I worked on a calendar shoot a couple of months ago with a business associate. The launch was last night and as I eagerly looked through it all I noticed that my associate was the only one credited! My question is can I still use the photos for my portfolio? I am unwilling to ask the coordinator of the project or the photographers for more information as my presence was not acknowledged at either the shoot or the launch (I wasn't even invited to the launch-my associate invited me). To be fair, they had approached my associate (she owns a makeup salon) and I was invited through her to participate in the project. What are my options?

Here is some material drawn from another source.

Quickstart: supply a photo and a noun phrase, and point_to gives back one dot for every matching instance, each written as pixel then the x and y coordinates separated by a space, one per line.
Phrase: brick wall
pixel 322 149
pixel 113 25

And am I being overly sensitive or am I justified in feeling slighted as 'the other makeup artist/lowly makeup assistant whose work is also in the calendar'? 

Thanks for all your input!


----------



## lara (Sep 6, 2008)

If she was the one who was hired to co-ordinate the work and you were a subcontractor/assistant, then you should have no expectation of credit.


----------



## makeup4ever (Sep 6, 2008)

I've always been credited on shoots where I've assited the key makeup artist and I believe your name deserves a mention for all your hard work, especially when just starting out usually for free or very little. Only put the work in your portfolio if you have some test shots or behind-the-scenes general photos of the calendar shoot so you can verify some of your work. It's all a learning process, you'll know for next time to find out in advance and then decide if it's worth your time and effort.


----------



## COBI (Sep 7, 2008)

Quote:

   Originally Posted by *lara* 

 
_If she was the one who was hired to co-ordinate the work and you were a subcontractor/assistant, then you should have no expectation of credit._

 
I was thinking the same thing.  The company has a contract with her, and she has hired you to assist.  It is possible that she would not even have the ability to have you listed depending on her contract with the hiring agency.

That being said, makeup4ever made a good point: discuss it upfront so there will be no surprises.  Ask if you will have published credit.  Also, ask that it be included in the contract for your services.

"I am unwilling to ask the coordinator of the project or the photographers for more information as my presence was not acknowledged at either the shoot or the launch (I wasn't even invited to the launch-my associate invited me)."

You were working for your associate not the company or the coordinator or the photographers.  I think it would have been out of line to contact them anyway.  And it would actually be presumptious of them in most instances to invite the "assistant/staff/help" of the hired person to the launch; they likely are/were under the impression that you were an apprentice or at a minimum an employee of the hired person.

As long as you can somehow support that the pics included are your work and not your associates, I don't see why you can't include them.  However, I wouldn't want to explain why I wasn't credited if it came up because it would sound kind of shady to me as a potential client.  I would chalk it up as a lesson learned.


----------



## makeupjunkie101 (Sep 12, 2008)

Thanks guys. Lesson learned...


----------